We could know soon whether vaccines work against a scary new coronavirus variant

When it was first detected, the South African variant looked worrisome because of the large number of mutations it had gained, 23 in all, and how many of these were in the critical spike protein, which the virus uses to attach to human cells. That strongly suggested the virus was evolving to avoid antibodies. 
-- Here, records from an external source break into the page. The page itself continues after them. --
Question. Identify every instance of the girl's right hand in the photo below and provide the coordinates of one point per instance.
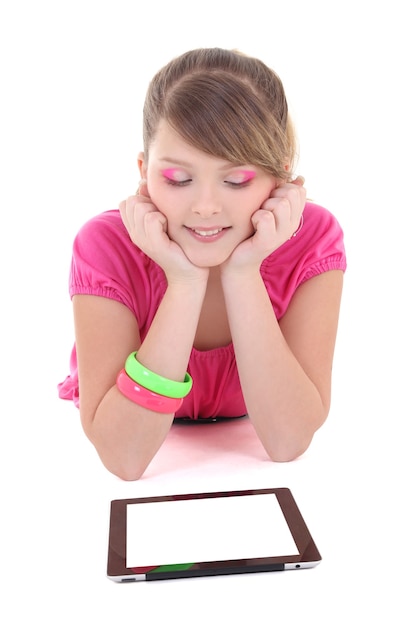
(147, 228)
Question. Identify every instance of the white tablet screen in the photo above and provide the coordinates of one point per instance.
(206, 529)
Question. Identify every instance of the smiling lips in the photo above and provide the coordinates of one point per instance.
(207, 233)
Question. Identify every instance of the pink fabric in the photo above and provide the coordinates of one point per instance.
(106, 263)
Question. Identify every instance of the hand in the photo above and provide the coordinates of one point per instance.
(275, 222)
(147, 228)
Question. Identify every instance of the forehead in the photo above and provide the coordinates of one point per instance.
(168, 145)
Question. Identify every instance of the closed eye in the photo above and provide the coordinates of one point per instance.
(245, 183)
(177, 183)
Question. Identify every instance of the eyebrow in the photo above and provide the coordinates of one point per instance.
(172, 161)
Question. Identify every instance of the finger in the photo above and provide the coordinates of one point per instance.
(142, 189)
(299, 181)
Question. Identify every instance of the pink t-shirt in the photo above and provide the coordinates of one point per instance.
(106, 263)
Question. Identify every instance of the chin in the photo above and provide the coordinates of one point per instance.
(207, 260)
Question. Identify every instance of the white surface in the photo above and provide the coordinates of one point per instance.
(212, 529)
(73, 78)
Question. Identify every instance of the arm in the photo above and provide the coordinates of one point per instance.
(284, 368)
(126, 435)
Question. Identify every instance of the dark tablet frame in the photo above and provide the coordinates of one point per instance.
(308, 555)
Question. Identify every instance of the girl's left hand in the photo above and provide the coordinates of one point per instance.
(275, 222)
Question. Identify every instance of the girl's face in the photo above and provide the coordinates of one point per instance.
(208, 202)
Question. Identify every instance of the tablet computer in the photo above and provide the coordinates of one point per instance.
(207, 534)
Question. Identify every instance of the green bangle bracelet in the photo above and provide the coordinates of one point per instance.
(153, 382)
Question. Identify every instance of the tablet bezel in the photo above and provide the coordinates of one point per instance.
(307, 557)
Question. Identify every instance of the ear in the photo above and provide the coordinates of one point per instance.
(142, 165)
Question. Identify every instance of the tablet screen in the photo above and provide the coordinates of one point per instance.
(207, 529)
(204, 534)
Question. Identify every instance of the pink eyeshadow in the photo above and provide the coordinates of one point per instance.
(170, 172)
(248, 175)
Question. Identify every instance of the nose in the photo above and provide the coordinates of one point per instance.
(206, 204)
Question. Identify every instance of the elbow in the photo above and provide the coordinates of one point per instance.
(128, 472)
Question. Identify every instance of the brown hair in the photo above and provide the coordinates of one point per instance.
(227, 104)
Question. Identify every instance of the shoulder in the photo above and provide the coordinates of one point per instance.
(105, 226)
(317, 247)
(102, 247)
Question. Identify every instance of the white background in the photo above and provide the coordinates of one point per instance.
(73, 78)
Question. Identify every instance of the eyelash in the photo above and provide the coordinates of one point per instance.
(182, 183)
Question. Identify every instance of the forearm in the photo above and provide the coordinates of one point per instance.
(282, 401)
(126, 435)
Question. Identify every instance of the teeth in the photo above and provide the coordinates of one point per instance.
(207, 233)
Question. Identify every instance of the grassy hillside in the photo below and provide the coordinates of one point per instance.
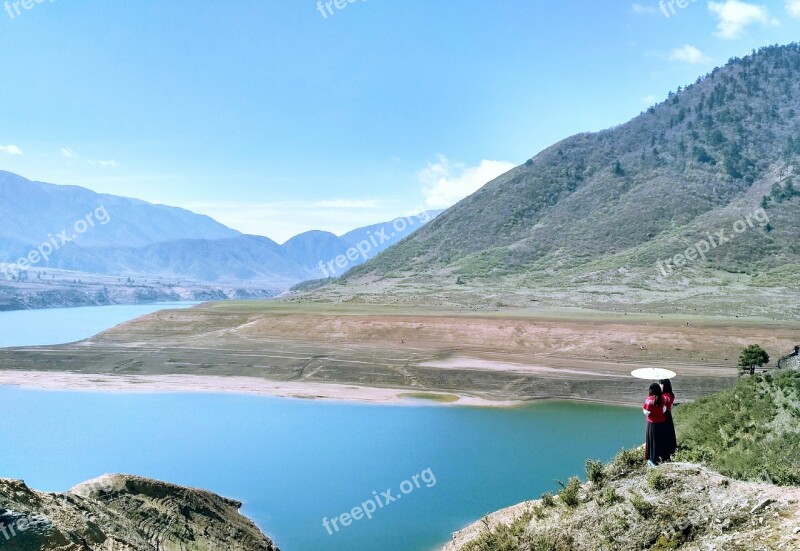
(750, 433)
(600, 204)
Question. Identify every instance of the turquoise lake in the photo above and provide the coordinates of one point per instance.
(294, 462)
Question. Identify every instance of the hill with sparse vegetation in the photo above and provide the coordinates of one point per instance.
(604, 208)
(734, 485)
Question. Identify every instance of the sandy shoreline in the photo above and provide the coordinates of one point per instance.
(212, 384)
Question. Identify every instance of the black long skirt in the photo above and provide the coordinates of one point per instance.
(658, 442)
(672, 440)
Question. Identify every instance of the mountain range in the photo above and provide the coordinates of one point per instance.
(83, 231)
(696, 188)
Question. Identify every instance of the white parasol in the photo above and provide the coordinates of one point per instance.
(653, 373)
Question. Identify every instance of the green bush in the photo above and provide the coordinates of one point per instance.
(642, 506)
(657, 480)
(594, 471)
(570, 491)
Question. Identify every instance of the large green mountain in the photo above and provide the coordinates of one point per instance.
(606, 207)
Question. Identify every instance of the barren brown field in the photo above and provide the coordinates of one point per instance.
(503, 356)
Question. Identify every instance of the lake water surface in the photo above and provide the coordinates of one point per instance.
(295, 462)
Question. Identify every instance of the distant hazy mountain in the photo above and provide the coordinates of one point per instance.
(32, 211)
(617, 204)
(319, 251)
(113, 235)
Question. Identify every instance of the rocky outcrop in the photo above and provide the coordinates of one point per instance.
(674, 506)
(124, 513)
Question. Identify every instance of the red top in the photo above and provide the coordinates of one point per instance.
(656, 411)
(669, 399)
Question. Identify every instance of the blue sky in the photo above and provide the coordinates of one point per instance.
(275, 118)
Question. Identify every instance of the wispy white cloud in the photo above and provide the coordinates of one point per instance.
(110, 163)
(347, 204)
(734, 16)
(445, 182)
(11, 149)
(281, 220)
(643, 10)
(68, 153)
(688, 54)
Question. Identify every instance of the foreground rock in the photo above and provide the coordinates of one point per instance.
(123, 513)
(676, 506)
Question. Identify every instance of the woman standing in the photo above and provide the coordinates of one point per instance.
(655, 409)
(669, 400)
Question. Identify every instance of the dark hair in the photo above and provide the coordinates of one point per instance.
(655, 390)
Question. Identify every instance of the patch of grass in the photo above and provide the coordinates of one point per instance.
(748, 432)
(609, 496)
(595, 471)
(642, 506)
(570, 491)
(657, 480)
(627, 462)
(432, 396)
(548, 500)
(503, 537)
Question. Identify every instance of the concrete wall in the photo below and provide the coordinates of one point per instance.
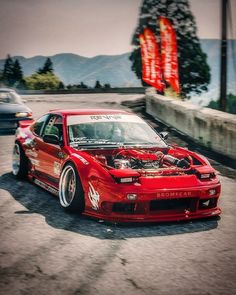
(125, 90)
(211, 128)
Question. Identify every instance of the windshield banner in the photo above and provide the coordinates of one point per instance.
(81, 119)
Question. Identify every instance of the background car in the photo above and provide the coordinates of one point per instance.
(110, 164)
(12, 110)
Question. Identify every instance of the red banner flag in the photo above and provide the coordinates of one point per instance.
(151, 63)
(169, 55)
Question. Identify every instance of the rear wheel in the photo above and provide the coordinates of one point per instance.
(70, 190)
(19, 162)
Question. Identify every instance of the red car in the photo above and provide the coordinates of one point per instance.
(110, 164)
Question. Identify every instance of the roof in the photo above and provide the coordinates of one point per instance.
(88, 111)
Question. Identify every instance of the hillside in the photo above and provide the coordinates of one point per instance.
(116, 69)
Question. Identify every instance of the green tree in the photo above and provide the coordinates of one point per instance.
(17, 72)
(194, 71)
(7, 75)
(61, 85)
(12, 73)
(107, 86)
(47, 67)
(42, 81)
(231, 104)
(97, 84)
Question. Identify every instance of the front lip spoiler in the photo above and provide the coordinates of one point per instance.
(155, 218)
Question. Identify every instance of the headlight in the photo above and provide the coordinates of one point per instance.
(23, 114)
(207, 176)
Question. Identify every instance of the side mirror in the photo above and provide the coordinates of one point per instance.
(51, 138)
(164, 135)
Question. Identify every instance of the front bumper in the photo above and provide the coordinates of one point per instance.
(162, 205)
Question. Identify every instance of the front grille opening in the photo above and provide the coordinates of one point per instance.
(179, 205)
(207, 203)
(123, 207)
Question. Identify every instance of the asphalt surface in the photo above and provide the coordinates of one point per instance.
(44, 250)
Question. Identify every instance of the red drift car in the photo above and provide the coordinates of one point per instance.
(112, 165)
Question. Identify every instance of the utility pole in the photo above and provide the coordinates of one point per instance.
(223, 72)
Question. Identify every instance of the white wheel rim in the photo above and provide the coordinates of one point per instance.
(67, 186)
(16, 159)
Since then, researchers have gathered more alarming clues about 501Y.V2, including from a study that showed that antibodies in blood serum from around 50 people previously infected were frequently unable to block the new variant.

“When you test the blood from people in the first wave [we find] in nearly half the cases there is no recognition of the new variant,” Penny Moore, a researcher at the University of the Witwatersrand in Johannesburg, said during the same broadcast.

That’s concerning, but vaccinations may elicit a broader, more powerful immunity than a passing infection, so it’s impossible to say they won’t still work. And Moore said that blood from some patients, especially those who’d become very sick, were still able to neutralize the variant, at least in lab tests. “That is important when we think of vaccine, some vaccines elicit very high level of antibodies and others do not,” she said.

A technician at the Rocky Mountain Regional VA Medical Center in Aurora, Colo., prepares a dose of the Johnson & Johnson covid-19 vaccine for a clinical trial on December 15, 2020.

MICHAEL CIAGLO/GETTY IMAGES

Another signal in favor of vaccines is that, so far, there is no clear evidence that the new strain is more likely to re-infect people who’ve had covid-19 before. If natural immunity does in fact hold up, then immunity gained from a vaccine likely would as well. “Are we seeing a systematic increase in reinfection? The data don’t allow us to say,” Karim says. Reinfection could still be prevented, he says, because the body “has two immune mechanisms, B cells that make antibodies, and T cells that go around gobbling things up and killing them.”

Researchers say that laboratory tests alone can’t prove whether vaccines will work against the new variants, and why they hope results from actual ongoing trials of vaccines in South Africa, the UK, and elsewhere may soon give better answers. “We are expecting an answer pretty soon,” Karim says. “But we want to see the actual data, and it is not yet available.”

Convergent evolution

Scientists are looking at two major possibilities where these variants are coming from. One hypothesis is the virus is evolving inside immune-compromised people, where it can persist for months while learning to dodge the immune system. Another idea is that variations are arising in cities like London, which suffered big infection waves early in 2020. Millions were infected, but if their antibodies waned over the year, then their bodies could be selecting for virus variants able to resist what remains of their immune response.

Some scientists now think that evolved variants are probably cropping up everywhere, not just in Britain and South Africa, but just haven’t been detected yet. “We expect as people increase genomic surveillance, multiple variants will be discovered, especially in places that have had a lot of cases for a long time,” says Tulio de Oliveira, who studies viral genomes at the University of Washington. “Unless we can suppress transmission to almost zero, the virus will keep outsmarting us.”

Scientists say they are fairly sure the variants in South Africa and the UK spread faster, causing about 50% more follow-on infections than the original strain from China. Part of the evidence is how fast the UK variant, called B.1.1.7, has taken hold elsewhere, outcompeting older versions. It already accounts for nearly half of cases in Israel, which is facing a peak in infections despite a big vaccination campaign. The 501Y.V2 variant, meanwhile, has already been seen in at least 10 countries.